The flu vaccine is recommended for everyone, including pregnant women, during flu season. In fact, it's extra important for pregnant women because the vaccine helps protect a mother and her baby from the flu in the baby's first year of life. The flu vaccine comes in two forms: the flu shot (injected with a needle) and the nasal spray (a mist sprayed into the nostrils). Pregnant women should only get the flu shot. It's made with a killed flu virus, so won't affect the fetus. The nasal spray contains a live weaker form of the virus and isn't safe for moms-to-be.

The Tdap vaccine (against tetanus, diphtheria, and pertussis) is recommended for all pregnant women in the second half of each pregnancy, no matter if they've gotten it before or when they last got it. This is due to a rise in whooping cough infections, which can be fatal in newborns who have not yet had their routine vaccinations.

The COVID-19 vaccines were not studied in women who were pregnant or breastfeeding, so at first it wasn't clear whether these woman should get them. Experts believe the vaccines are unlikely to be a risk for pregnant or breastfeeding women or their babies.
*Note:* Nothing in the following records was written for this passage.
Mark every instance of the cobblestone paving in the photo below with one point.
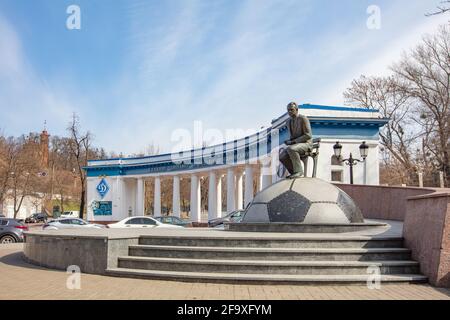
(20, 280)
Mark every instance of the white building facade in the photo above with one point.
(115, 187)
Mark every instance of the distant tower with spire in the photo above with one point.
(44, 145)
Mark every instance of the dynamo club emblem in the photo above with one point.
(102, 188)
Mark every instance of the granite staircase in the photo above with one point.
(269, 259)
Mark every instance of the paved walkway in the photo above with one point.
(20, 280)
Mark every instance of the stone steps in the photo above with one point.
(276, 242)
(269, 258)
(253, 253)
(261, 278)
(267, 266)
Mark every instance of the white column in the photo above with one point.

They encourage women to speak to their doctor and decide together whether the vaccine is right for them.

Some vaccines should not be given during pregnancy, such as the measles, mumps, and rubella vaccine (MMR), human papillomavirus (HPV) vaccine, and chickenpox (varicella) vaccine.

Before you get any vaccines during pregnancy, check with your doctor to make sure they're right for you.